Le langage digital, un nouveau langage ?
« Le langage, l’entreprise et le digital », titre du dernier ouvrage de Jeanne Bordeau, fondatrice de l’Institut de la qualité de l’expression nous invite à réfléchir sur les changements de la langue de l’entreprise induits par le digital.
Un changement de paradigme
A ceux – il en reste – qui croient qu’Internet n’est qu’un changement de technologie, Jeanne Bordeau montre que l’arrivée du digital est un changement de paradigme. L’entreprise ou les marques ne peuvent plus communiquer comme avant l’avènement du numérique. Le fact-checking (vérification par les faits rendue plus facile et rapide par l’usage d’internet) impose une cohérence de langage difficile à atteindre pour les marques. Finie la langue déclarative des années 90. Le consomm’acteur veut des arguments, des preuves, des exemples. Le consomm’acteur a le pouvoir de dialoguer avec la marque, sans oublier que 82% des consommateurs prennent en compte ou au moins lisent les avis des internautes.

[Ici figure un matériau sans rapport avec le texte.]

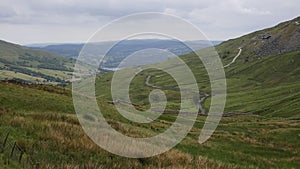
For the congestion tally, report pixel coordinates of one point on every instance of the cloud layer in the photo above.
(33, 21)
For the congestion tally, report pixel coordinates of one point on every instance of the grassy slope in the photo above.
(267, 87)
(42, 121)
(13, 56)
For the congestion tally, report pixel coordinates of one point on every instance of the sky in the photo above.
(73, 21)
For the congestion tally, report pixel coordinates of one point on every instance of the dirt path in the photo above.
(234, 59)
(200, 102)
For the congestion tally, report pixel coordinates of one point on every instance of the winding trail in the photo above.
(200, 102)
(234, 59)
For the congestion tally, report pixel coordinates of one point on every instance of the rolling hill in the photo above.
(34, 66)
(125, 48)
(260, 130)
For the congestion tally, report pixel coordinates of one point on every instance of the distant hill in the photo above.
(282, 38)
(127, 47)
(33, 65)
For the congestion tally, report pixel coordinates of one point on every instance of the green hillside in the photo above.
(33, 65)
(260, 128)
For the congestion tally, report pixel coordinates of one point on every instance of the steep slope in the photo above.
(258, 82)
(32, 65)
(282, 38)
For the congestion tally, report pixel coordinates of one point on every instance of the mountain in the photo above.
(124, 48)
(282, 38)
(33, 65)
(260, 126)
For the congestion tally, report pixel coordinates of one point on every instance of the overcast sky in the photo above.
(43, 21)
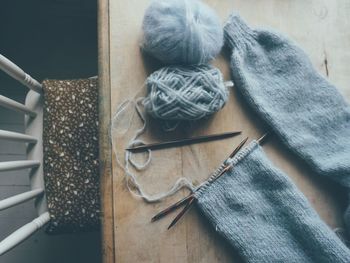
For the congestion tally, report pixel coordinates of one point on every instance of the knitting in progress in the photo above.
(185, 93)
(181, 32)
(261, 214)
(280, 84)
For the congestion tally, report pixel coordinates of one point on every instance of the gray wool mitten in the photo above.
(264, 217)
(306, 112)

L’image avant le mot ? L’émotion avant tout ?
La communication digitale semble inévitablement relever de story telling, émotion, rêve, projection, mode ludique, humour…L’image y a une place prédominante même si parfois on ne sait plus trop si l’on veut désigner par là « image » (imago) ou métaphore…
Jeanne Bordeau alerte : « Amoureuse du français et militante de la qualité d’expression, je m’inquiète face à une logorrhée 3.0 insipide et désincarnée. On n’automatise pas l’échange entre les hommes. »

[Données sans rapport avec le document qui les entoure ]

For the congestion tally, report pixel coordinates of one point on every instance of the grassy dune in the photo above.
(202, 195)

Les dangers de l’écriture digitale
. La dictature de l’urgence, au détriment de la fiabilité. Dans le monde du digital tout est publié sans « bon à tirer ». On peut cependant objecter à l’auteur le rôle des modérateurs.

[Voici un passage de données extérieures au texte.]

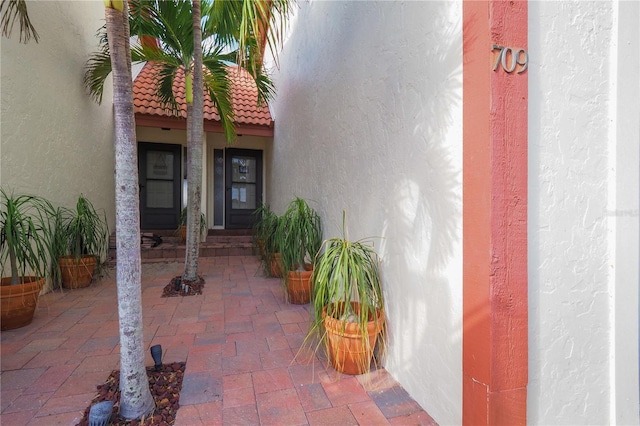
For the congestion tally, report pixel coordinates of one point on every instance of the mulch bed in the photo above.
(185, 288)
(165, 386)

. L’infobésité. Il est amusant de constater qu’au fil des pages du livre, le nombre de tweets à la minute augmente. 277 000 sur une page, 350 000 sur une autre. Plaisanterie mise à part, chacun ou presque subit au quotidien l’infobésité, tout en étant parfois victime du FOMO (Fear Of Missing Out).
. Le manichéisme. « Où maniera t-on la qualité, le subtil, la nuance ? » s’inquiète Jeanne Bordeau.
Ne pas perdre le nord
Dans ce tourbillon digital, il est donc essentiel de garder la tête froide, retrouver son étoile polaire et éviter d’écrire à côté de sa pensée ! Avoir le courage d’admettre que se distinguer de ses concurrents ce n’est pas être extravagant ni toujours chercher à être dans la disruption.
Les non spécialistes de la communication, dont je suis, se diront que cela semble relever du bon sens et que le digital ne fait peut-être que rendre plus visibles des travers de la communication d’entreprise qui étaient déjà présents, avant l’avènement du digital.
Et la dircom dans tout ça ?
La communication digitale crée de nombreux changements pour les métiers de la communication au sein de l’entreprise. Chacun (marketing, digital, relations clients, affaires publiques) est désormais susceptible de communiquer, la communication n’est plus l’apanage de la direction de la communication qui voit son rôle évoluer vers une nouvelle transversalité entre les différentes directions de l’entreprise.
Les mots empowerment ou capacitation, expérience, do-gooding, désilotage, data-acceleration, green branding, licorne, marketing prédictif ou mobile mindshift vous sont encore étrangers ? L’été approche alors n’oubliez pas vos devoirs de vacances sur le langage digital !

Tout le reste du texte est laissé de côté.